Beide Subsysteme haben unterschiedliche Aufgabenstellungen zu erfüllen. Dazu ist das oben angeordnete Basissubsystem für die weitgehende Eigenversorgung des Inselnetzes mit Ökostrom im Normalbetrieb zuständig. Die Kapazitäten von Photovoltaikanlage und Stromspeicher sollen soweit austariert sein, dass der im Inselnetz bestehende Strombedarf trotz der Fluktuationen der Solarstromerzeugung im Normalbetrieb unter Vorhaltung einer kleinen Reserve abgedeckt wird.
Funktion des autarken Energiesystems mit integrierter Wasserstoffanlage
Die Funktion der Stromversorgungsanlage wird dadurch bestimmt, dass der von der Photovoltaikanlage abgegebene Strom vorzugsweise zur Deckung des internen Verbrauchs genutzt wird. Sofern weiterer Ökostrom zur Verfügung steht, wird dieser zur Ladung des Stromspeichers eingesetzt, falls dessen Kapazitätsgrenze noch nicht erreicht ist. Bei Energiemangel wird zunächst versucht, das Defizit durch Stromentnahme aus dem Akku zu kompensieren, sofern dessen Ladung noch nicht erschöpft ist.
Sind alle internen Möglichkeiten des Ausgleichs ausgeschöpft, so kommt das vorgeschlagene H2-Subsystem zum Einsatz, dessen Funktion auf dem Einsatz der Wasserstofftechnologie beruht. Dabei wird die hohe Speicherdichte eines energiereichen Speichermediums genutzt. Dieses Subsystem tritt einerseits bei einem Überschuss an Ökostrom in Aktion, indem dessen Energie zur Erzeugung des Mediums Wasserstoff eingesetzt wird. Dieses Gas wird von einem Elektrolysator durch Spaltung von ionisiertem Wasser erzeugt, wobei neben molekularem Wasserstoff H2 auch Sauerstoff O2 entsteht. Der bei diesem Prozess verbrauchte Strom schützt zugleich das Inselnetz vor einer Überlastung. Der gewonnene Wasserstoff wird als wertvolle zusätzliche Energiequelle in einem Gasspeicher zwischengelagert, auf den in extremen Bedarfssituationen zurückgegriffen werden kann. Die Komponente Sauerstoff wird hingegen an die Atmosphäre abgegeben.

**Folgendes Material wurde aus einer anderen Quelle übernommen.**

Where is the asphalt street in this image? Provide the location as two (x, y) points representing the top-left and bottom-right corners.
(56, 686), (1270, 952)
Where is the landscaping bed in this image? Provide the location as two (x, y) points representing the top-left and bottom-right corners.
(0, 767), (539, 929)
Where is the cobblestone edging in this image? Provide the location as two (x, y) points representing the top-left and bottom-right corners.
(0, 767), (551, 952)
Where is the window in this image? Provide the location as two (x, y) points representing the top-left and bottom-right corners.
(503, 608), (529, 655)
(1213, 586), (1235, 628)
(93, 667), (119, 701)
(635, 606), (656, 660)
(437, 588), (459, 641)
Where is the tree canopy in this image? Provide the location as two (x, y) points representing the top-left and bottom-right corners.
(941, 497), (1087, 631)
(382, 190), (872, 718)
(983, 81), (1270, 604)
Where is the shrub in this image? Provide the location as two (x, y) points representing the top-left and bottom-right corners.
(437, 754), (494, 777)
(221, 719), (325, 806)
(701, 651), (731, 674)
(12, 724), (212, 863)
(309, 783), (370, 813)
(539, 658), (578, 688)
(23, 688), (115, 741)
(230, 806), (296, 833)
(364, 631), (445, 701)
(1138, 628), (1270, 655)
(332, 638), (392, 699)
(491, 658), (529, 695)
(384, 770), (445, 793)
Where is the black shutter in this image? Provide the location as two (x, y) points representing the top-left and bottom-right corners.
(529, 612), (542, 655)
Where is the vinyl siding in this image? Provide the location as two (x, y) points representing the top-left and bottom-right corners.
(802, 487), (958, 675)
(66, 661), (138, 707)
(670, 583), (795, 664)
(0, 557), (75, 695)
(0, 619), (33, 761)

Das H2-Subsystem wird außerdem aktiviert, wenn es, etwa bei extremen Wettersituationen oder unerwartet hohem Energiebedarf, zu einer Mangelsituation kommt, die vom Basissystem nicht mehr ausgeglichen werden kann. Der fehlende Strom wird dann von der Brennstoffzelle geliefert, die den dazu benötigten Wasserstoff dem Gasspeicher entnimmt. Der für die Synthese ebenfalls benötigte Sauerstoff wird aus der Umgebung bezogen. Die Brennstoffzelle liefert aus diesen Komponenten den benötigten Gleichstrom unter Abgabe von Wasser. Die Einspeisung dieses zusätzlichen Stroms dient dann der Gewährleistung des Energiegleichgewichts im Inselnetz auch in Extremfällen. Mit dem Rückgang der Mangelsituation wird die Brennstoffzelle wieder deaktiviert.

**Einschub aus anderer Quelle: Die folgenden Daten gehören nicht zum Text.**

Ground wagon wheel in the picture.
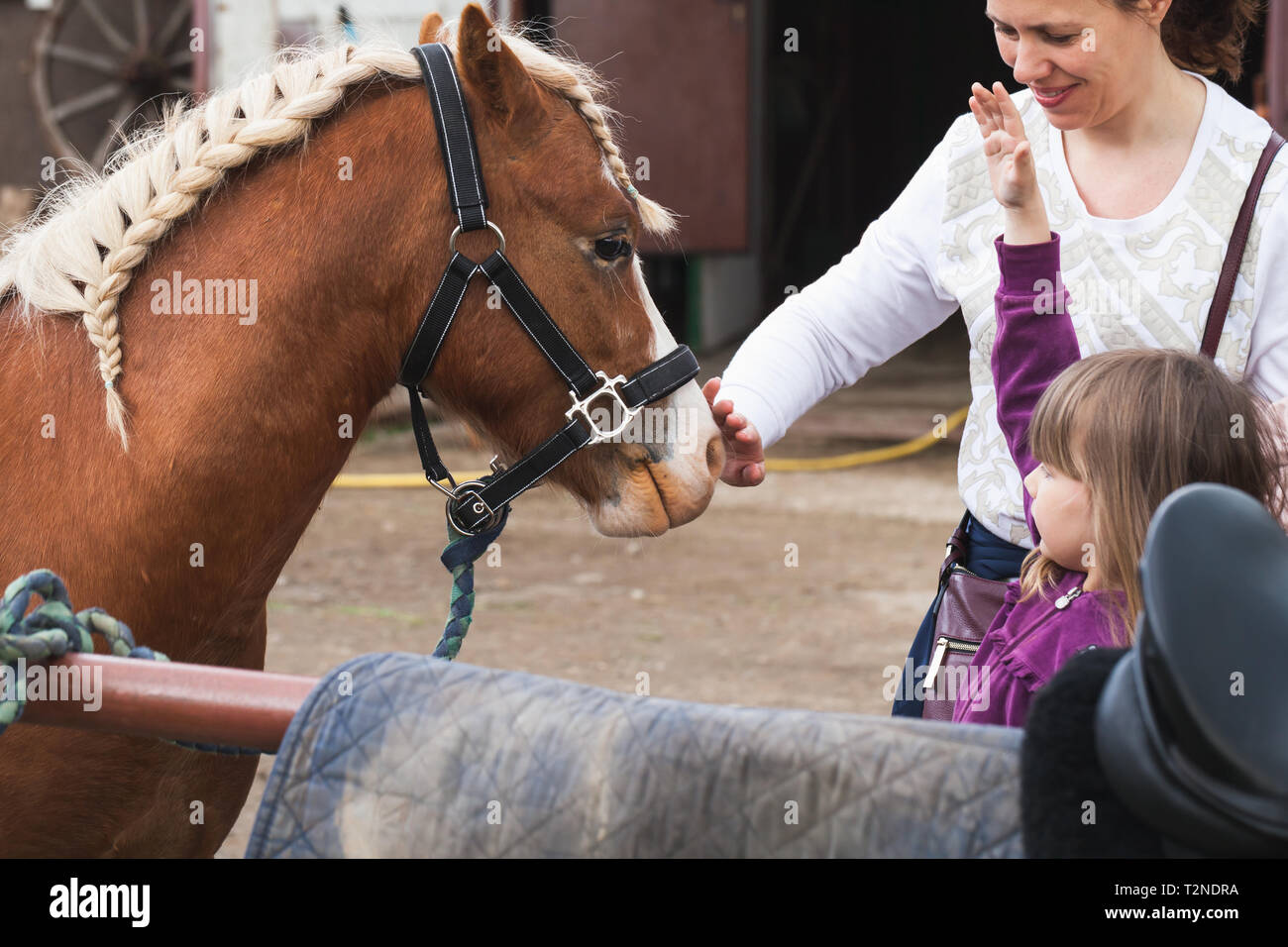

Der Betrieb der hier vorgestellten Stromversorgungsanlage verlangt ein kluges Energiemanagement, das einer anspruchsvollen Automatik mit intelligentem Verhalten übertragen wird. Ihre funktionelle Beschreibung übersteigt jedoch den hier vorgegebenen Rahmen.
Es mag noch die Frage aufkommen, ob man mit den vorstehend geschilderten Maßnahmen auch hinreichend für ganz extreme Notfälle gerüstet ist. Derartige Anforderungen liegen weitgehend in der Hand der in den Wohnanlagen lebenden Personen. Dieser kann über folgende Notmaßnahmen verfügen: Die einfachste Art, mit einem langdauernden Überangebot von Solarstrom fertig zu werden, ist die künstliche Erhöhung des Verbrauchs. Möglichkeiten dazu sind die Einschaltung von an sich unnötigen Beleuchtungen oder die Umwandlung von Strom in Wärme. Längerfristigem Strommangel hingegen kann am einfachsten durch eine möglichst drastische Senkung des Verbrauchs begegnet werden. Zu den Kandidaten gehören insbesondere Großverbraucher, wie Waschmaschine, Trockner und Geschirrspüler, deren Betrieb dann auf „bessere“ Zeiten verschoben wird. Die Ganzvorsichtigen können eine zusätzliche Vorsorge treffen, indem sie einige der preiswerten Wasserstoffkartuschen wohlgefüllt in Vorrat halten, deren Inhalt im äußersten Notfall zur Speisung der Brennstoffzelle und damit zusätzlichen Stromerzeugung eingesetzt werden kann.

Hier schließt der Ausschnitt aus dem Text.